Reports emerged last month that Mr. Trump smells bad. Former GOP lawmaker Adam Kinzinger claimed he smells of a combination of several scents. “It’s not good. The best way to describe it …  take armpits, ketchup, a butt and makeup and put that all in a blender and bottle that as a cologne,” Mr. Kinzinger said.

Second, the courts could stop Mr. Trump cold. The ex-president is expected to go to trial potentially at least six times in criminal and civil cases.

It’s all bad. There’s an ongoing civil fraud trial against Mr. Trump and his company — a verdict is expected this month — that could bar Mr. Trump from running New York businesses.

It gets worse. Another trial starts Jan. 16, in which the penalty for a court finding in favor of writer E. Jean Carroll’s defamation lawsuit against Mr. Trump will determine how much he has to pay in damages in this case.

In March, right around Super Tuesday, Mr.

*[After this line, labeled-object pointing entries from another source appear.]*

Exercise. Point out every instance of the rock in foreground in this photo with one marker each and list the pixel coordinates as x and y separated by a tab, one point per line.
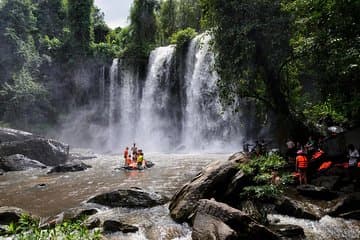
212	182
19	162
215	220
129	198
46	151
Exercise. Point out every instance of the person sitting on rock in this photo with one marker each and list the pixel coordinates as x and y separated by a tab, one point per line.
353	159
140	160
301	166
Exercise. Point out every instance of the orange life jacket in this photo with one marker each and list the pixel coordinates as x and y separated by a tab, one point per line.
302	161
325	165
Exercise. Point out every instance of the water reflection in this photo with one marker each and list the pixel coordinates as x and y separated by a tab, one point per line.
62	191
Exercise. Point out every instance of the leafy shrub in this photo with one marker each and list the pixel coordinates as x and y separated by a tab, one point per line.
261	170
28	229
317	112
182	37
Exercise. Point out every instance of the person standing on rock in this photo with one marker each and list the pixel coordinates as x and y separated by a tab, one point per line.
301	166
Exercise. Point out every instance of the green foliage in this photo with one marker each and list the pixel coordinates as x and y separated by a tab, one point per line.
176	15
104	50
142	29
81	25
188	14
182	37
318	112
326	46
251	41
28	229
261	170
100	27
167	19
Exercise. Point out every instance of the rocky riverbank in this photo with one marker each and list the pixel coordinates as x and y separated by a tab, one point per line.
211	204
229	216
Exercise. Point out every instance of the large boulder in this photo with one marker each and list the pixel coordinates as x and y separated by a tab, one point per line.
11	135
10	215
289	231
316	192
19	162
69	167
226	222
210	183
208	227
348	204
298	209
46	151
71	214
117	226
329	182
129	198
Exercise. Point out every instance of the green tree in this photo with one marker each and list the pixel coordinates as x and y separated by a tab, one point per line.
81	25
167	20
188	14
251	39
21	92
100	27
142	28
325	41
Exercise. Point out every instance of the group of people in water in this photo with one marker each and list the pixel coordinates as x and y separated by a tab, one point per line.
312	151
134	157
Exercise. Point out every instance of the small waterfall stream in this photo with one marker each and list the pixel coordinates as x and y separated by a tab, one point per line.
113	98
155	125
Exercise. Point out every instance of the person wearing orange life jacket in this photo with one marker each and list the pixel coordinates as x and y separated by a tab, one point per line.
301	166
126	155
140	160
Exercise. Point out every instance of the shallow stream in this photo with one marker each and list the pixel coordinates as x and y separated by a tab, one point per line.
47	195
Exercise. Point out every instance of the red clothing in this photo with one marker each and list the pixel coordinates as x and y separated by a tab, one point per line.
302	161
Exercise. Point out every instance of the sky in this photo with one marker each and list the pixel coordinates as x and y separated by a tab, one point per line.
116	11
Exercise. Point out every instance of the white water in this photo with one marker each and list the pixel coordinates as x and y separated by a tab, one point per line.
207	124
113	100
66	190
154	129
171	109
327	228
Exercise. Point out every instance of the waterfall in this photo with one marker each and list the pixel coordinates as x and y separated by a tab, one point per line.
113	103
175	106
206	123
102	86
156	126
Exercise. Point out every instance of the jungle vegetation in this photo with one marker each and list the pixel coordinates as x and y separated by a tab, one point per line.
296	58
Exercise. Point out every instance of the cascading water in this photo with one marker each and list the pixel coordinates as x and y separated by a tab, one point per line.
113	100
156	125
206	124
172	108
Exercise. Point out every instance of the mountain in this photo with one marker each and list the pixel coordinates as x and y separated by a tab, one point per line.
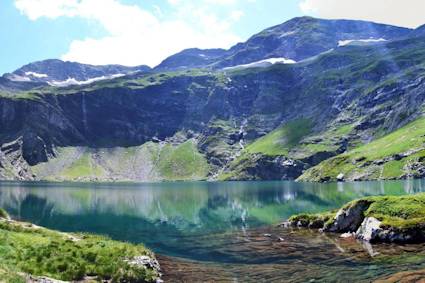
60	73
191	58
317	119
296	39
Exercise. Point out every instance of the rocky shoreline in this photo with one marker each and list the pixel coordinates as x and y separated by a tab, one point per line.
388	219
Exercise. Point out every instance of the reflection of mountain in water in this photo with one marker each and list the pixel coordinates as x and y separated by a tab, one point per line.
190	205
167	216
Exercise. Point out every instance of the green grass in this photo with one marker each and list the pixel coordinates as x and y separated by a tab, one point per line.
182	162
359	161
399	212
28	249
283	139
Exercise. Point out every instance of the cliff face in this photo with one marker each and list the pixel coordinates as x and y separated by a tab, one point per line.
256	123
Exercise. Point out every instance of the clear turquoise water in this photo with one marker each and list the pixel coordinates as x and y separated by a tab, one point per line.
218	226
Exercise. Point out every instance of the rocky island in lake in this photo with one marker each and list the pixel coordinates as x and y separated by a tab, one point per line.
398	219
149	141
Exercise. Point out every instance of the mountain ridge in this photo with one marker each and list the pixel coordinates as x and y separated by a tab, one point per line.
241	124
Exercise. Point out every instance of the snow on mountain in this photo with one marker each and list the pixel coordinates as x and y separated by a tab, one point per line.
360	41
262	63
36	75
73	81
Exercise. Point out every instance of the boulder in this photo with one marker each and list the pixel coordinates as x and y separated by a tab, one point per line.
348	219
369	229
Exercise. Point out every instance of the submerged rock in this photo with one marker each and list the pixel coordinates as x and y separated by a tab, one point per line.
348	219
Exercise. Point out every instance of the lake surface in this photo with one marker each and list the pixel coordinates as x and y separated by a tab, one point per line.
221	231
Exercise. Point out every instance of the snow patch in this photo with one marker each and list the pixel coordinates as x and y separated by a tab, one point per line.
350	41
72	81
17	78
263	63
36	75
287	34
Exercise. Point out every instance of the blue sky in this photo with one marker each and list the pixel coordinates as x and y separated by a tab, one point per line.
133	32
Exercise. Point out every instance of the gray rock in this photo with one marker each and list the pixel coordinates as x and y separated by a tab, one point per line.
348	219
369	230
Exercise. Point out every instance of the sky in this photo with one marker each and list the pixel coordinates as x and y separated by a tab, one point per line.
136	32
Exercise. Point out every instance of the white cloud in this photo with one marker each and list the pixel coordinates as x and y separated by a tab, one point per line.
407	13
136	36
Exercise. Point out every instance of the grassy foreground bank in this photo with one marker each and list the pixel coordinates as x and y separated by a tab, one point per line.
28	250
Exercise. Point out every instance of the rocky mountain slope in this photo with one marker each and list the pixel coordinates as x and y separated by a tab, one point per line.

Trump is scheduled to go to trial in the federal criminal case against him for trying to overturn the 2020 election. In May, Mr. Trump is set to go to trial in the federal criminal case against him for allegedly mishandling White House documents that he brought back to Mar-a-Lago.

And in August, Fulton County, Georgia, District Attorney Fani Willis wants to bring him up on similar charges.

And third, Mr. Trump might find that he has been all but forgotten. Sure, he appears atop the list in polling, but in just over 10 days, Iowa will hold the first-in-the-nation caucuses to gauge where candidates really stand.

It’s one thing to say in a phone call that you support Mr. Trump, but the caucus system requires people to show up at a specific time on a specific night. If they don’t, you lose.

One last thing might stop both candidates: failing health. Now, I would never wish anyone ill, but America would clearly be better off if both of these guys went the way of the dinosaurs.